Khénifra: Tournée de la commission provinciale de contrôle des prix
Par El Mostapha BAHRI, Economiste
Réponse à Monsieur Fouad Laroui
Dans une chronique récente sur le site le360 du 18/09/2024, un professeur respecté a abordé le sujet complexe du contrôle des prix, soulignant que l’économie est une science pleine de nuances. Contrairement à d’autres disciplines, elle touche la vie quotidienne, mais ses solutions ne sont jamais universelles.
Le professeur a rappelé par ailleurs, qu’il ne parle jamais de sujets qu’il ne maîtrise pas (la dermatologie, l’assyriologie ou la psychanalyse lacanienne) et que l’économie, malgré son apparente accessibilité, nécessite une expertise solide. Il a évoqué la suggestion d’un ami de contrôler les prix au Maroc pour lutter contre l’inflation, une idée qui peut sembler logique, mais qui s’est révélée catastrophique dans de nombreux contextes historiques, provoquant des effondrements économiques et famines et ce, à cause de l’application de cette politique de contrôle des prix.
Au Maroc, deux politiques de prix ont été mises en œuvre : la réglementation des prix jusqu’en 2001 et la libéralisation depuis cette date. La première impose des prix fixés comme principe, par l’État avec des exceptions, tandis que la seconde favorise la liberté des prix, comme principe, avec quelques exceptions pour réguler le marché.
Or, le véritable enjeu au Maroc n’est pas le choix entre ces politiques, mais leur mise en œuvre efficace. Depuis 2021, l’inflation a fortement augmenté, atteignant 6,3 % en 2022 et 6,6 % en 2023[1]. Cette hausse est due à des facteurs comme l’augmentation des coûts de production, les abus de certains acteurs économiques, et la faible application des lois sur la liberté des prix et la concurrence.
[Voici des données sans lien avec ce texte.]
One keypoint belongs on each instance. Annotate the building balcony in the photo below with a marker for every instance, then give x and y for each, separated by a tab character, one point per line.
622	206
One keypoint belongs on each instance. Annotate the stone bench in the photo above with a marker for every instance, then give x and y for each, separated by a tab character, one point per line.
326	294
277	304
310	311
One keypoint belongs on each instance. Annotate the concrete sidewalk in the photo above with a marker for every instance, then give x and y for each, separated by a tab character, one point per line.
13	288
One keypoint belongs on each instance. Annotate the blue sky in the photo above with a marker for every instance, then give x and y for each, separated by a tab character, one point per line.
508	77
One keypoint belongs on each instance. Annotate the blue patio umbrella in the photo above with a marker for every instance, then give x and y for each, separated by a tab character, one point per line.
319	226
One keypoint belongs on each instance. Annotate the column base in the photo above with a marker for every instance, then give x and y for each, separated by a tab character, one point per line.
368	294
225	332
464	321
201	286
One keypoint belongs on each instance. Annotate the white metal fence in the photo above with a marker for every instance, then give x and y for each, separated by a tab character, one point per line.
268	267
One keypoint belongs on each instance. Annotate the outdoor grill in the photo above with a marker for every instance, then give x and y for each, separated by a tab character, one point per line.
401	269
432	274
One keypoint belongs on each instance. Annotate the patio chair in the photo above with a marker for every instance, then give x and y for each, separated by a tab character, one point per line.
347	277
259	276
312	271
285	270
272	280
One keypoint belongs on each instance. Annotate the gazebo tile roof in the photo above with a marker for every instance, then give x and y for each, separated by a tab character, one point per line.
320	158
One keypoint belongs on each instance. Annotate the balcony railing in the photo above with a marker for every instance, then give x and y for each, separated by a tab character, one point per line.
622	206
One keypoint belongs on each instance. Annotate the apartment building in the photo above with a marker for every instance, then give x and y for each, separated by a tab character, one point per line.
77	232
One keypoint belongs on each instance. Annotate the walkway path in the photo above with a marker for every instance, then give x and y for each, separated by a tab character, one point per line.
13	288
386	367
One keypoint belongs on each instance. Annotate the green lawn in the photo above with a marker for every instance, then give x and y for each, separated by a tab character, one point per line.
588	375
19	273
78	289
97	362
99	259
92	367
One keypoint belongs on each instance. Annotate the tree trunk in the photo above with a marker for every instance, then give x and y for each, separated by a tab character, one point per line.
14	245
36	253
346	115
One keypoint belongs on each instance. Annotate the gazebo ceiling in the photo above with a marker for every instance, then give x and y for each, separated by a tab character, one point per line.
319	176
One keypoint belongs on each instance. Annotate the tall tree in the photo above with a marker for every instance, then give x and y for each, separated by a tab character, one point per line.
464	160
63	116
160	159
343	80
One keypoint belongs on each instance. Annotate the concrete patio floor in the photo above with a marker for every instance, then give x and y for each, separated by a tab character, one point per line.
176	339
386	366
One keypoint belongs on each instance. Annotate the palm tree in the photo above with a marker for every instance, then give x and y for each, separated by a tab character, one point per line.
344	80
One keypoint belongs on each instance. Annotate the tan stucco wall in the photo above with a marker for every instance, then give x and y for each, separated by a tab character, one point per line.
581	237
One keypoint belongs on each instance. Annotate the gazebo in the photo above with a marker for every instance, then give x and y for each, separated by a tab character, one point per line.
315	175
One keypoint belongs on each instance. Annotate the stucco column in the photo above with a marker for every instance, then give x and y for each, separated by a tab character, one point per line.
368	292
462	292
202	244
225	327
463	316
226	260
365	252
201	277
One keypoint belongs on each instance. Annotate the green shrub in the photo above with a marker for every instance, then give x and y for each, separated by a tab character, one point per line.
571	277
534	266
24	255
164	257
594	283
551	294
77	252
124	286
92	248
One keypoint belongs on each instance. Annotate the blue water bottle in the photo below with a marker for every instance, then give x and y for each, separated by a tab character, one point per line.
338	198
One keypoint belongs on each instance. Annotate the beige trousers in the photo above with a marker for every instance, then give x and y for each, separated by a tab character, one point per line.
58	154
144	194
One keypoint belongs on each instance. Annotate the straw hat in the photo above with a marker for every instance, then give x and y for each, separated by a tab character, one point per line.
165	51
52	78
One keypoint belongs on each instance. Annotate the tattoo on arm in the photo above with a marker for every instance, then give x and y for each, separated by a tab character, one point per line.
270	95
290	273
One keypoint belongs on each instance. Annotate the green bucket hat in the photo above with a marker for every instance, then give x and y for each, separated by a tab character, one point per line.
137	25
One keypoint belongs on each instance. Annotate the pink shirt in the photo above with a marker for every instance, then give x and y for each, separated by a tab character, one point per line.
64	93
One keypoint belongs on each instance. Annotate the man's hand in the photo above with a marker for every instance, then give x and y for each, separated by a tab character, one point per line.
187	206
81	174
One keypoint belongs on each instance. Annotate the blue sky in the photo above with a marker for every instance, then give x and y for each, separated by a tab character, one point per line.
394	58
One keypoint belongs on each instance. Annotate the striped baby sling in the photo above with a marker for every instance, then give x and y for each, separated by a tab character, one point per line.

D’ailleurs, l’article 4 de la Loi 104-12[2] permet à l’État d’intervenir temporairement en cas de circonstances exceptionnelles pour stabiliser les prix, mais cette mesure n’a jamais été utilisée depuis l’entrée en vigueur de la loi sur les prix et de la concurrence en 2001. Des associations de consommateurs ont pourtant demandé au gouvernement d’appliquer cette loi face aux hausses excessives des prix.
La réussite de la libéralisation des prix dans d’autres pays repose sur plusieurs conditions : une administration efficace, une population alphabétisée et informée, un pouvoir d’achat suffisant, et un rôle actif des associations de consommateurs. Malheureusement, ces éléments sont encore faibles au Maroc.
Comme conclusion, il parait clair la complexité de la question du contrôle des prix au Maroc, un sujet qui ne peut être traité par des solutions simplistes ou universelles. Le débat entre réglementation et libéralisation des prix révèle que l’enjeu principal réside non pas dans le choix de l’une ou l’autre politique, mais dans leur mise en œuvre efficace et adaptée aux réalités nationales. L’expérience marocaine, marquée par une inflation croissante depuis 2021, souligne l’importance de renforcer l’application des lois en vigueur, de garantir une régulation juste et équitable, et de mettre en place les conditions nécessaires pour que la libéralisation des prix puisse bénéficier pleinement aux consommateurs et qu’elle ne devienne pas anarchique. L’efficacité de cette approche passe également par une meilleure éducation des citoyens, un soutien accru aux associations de consommateurs, et une administration plus rigoureuse, afin de protéger l’économie nationale contre les dérives et abus.
[1] La Nouvelle Tribune du 12/09/2024
[2] Loi n° 104-12 relative à la liberté des prix et de la concurrence du 30 juin 2014. BO n° 6280 du 07/08/2014.